Busenaz Sürmeneli, 2020 Tokyo Olimpiyat Oyunları'nda birincilik kürsüsüne çıkarak Bayrağımızı olması gereken en üst noktada dalgalandırdın ve İstiklal Marşımızı okutarak bütün ülkeyi gururlandırdın. Trabzonlu olman ise bize ilave bir sevinç ve gurur verdi. Hemşerilerinin bu sevinci Trabzon’da seni omuzlarda karşılayarak ve bağrına basarak göstermişti. O günden bugüne ne yaşandı bilmiyorum. Ama ne yaşanırsa yaşansın memleketin Trabzon’un, Trabzonspor Kulübü’nün değerlerini hiçe sayan “Dünyanın en büyük spor kulübü Fenerbahçe’deyim” gibi talihsiz bir açıklamayı yapmanın bahanesi olamaz. Şimdi yarın neler olacak ve bir kere ipleri kaptırdığın için neler yapmak zorunda kalacaksın ve biz senden neler beklerdik biliyor musun?

-Fenerbahçe müzesine getirileceksin ve 2010-2011 şampiyonu Fenerbahçe der misin diyecekler. Sen de bugün gibi memleketinin değerlerini hiçe sayıp diyeceksin.

Fakat bu şehir senden “2010-2011 şampiyonu Tertemiz Trabzonspor’dur” demeni beklerdi.

-1995-1996 kupasının önünde poz verdirileceksin. Aygün’ün kafasına gerçekten tas gelmişiydi yoksa memleketim Trabzon`u germek maçı sahadan başka noktalara çekmek için manipülasyon yapıp salçamı sürmüştünüz diye sormayacaksın.

Fakat bu şehir senden “bu maç yüzünden Trabzon’da üzüntüden intihar eden 2 hemşerimin anısına yapamam” demeni beklerdi.

-2004-2005 kupasının önünde poz verdirileceksin. Ama Cem Papila’nın bu kupada bir katkısı var mıdır diyemeyeceksin. 

Fakat bu şehir senden “bu maç yüzünden benim memleketimde 100 binlerce insan yürüyüş yapmış ve şampiyonluk elimizden alinmiş” demeni beklerdi.
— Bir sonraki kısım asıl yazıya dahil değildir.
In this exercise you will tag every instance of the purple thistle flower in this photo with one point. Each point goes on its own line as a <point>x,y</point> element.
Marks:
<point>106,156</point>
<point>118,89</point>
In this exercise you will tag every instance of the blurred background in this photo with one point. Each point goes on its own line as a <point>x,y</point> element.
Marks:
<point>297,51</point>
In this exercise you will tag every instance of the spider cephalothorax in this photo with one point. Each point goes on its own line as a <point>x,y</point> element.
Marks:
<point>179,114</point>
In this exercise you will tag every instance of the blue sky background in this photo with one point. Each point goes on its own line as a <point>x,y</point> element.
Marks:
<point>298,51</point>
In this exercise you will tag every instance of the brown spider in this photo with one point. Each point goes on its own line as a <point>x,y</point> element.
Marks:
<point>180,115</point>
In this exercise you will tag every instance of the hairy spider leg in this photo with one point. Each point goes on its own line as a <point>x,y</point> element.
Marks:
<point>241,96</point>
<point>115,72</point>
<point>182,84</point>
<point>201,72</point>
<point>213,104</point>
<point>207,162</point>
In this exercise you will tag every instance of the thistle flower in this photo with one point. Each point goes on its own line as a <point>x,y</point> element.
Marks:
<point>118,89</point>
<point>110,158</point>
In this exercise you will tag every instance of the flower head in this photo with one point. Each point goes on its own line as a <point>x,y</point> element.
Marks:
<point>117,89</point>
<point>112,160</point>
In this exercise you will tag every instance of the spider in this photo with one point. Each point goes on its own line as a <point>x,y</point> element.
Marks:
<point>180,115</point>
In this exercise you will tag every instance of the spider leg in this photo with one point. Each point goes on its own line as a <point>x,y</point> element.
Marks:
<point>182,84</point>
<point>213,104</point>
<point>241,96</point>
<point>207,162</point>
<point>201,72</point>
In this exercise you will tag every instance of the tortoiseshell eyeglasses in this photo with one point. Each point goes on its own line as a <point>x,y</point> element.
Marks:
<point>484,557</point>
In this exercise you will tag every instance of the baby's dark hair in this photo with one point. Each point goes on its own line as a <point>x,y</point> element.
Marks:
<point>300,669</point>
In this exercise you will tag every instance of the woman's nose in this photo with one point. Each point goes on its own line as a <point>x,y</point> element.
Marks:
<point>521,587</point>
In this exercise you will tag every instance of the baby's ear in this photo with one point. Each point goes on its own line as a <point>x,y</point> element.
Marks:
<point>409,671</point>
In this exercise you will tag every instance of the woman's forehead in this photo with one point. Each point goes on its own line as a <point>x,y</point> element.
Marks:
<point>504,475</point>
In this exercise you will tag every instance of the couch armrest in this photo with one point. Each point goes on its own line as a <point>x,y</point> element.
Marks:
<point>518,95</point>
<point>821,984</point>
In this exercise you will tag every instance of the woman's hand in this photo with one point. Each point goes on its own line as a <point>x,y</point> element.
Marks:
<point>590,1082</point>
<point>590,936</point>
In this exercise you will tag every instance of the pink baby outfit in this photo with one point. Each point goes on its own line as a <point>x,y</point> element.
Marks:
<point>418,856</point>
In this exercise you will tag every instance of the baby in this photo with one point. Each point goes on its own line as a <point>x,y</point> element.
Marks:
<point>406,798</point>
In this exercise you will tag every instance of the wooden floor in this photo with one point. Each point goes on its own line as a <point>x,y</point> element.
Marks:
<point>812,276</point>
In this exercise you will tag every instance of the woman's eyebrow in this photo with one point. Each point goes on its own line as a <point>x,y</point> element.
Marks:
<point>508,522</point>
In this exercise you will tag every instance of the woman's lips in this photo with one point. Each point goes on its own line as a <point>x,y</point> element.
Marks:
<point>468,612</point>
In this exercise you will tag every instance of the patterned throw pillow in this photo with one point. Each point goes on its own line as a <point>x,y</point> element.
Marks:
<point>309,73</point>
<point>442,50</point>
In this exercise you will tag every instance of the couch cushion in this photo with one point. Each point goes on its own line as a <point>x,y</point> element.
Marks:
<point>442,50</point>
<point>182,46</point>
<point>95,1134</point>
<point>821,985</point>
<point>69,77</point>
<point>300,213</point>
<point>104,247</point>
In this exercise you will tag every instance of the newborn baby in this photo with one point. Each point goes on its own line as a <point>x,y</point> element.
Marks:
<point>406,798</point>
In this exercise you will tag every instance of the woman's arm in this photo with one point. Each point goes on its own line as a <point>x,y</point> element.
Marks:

Herkesin gönlünde taht kurmuş Stadyumun önünde duran Dozer Cemil’in (Cemil Usta) anıtı çok iyi bir sol bek olduğundan dolayı mı oradadır?  Yoksa memleketinin değerlerini kendi çıkarlarının önünde tuttuğunu “Ben Trabzonspor Kaptan’ıyım başka kaptanların arkasında sahaya çıkmam” sözleri ile paraya ve şöhrete karşı gerçek bir Trabzonlu gibi dik durarak kazandığı sosyal sermayeden dolayı mıdır? 

Trabzonspor Kulübümüzün unutulmaz değerlerinden Ahmet Suat Özyazıcı’yı vefatının 1. yılında saygı ve rahmetle anıyorum.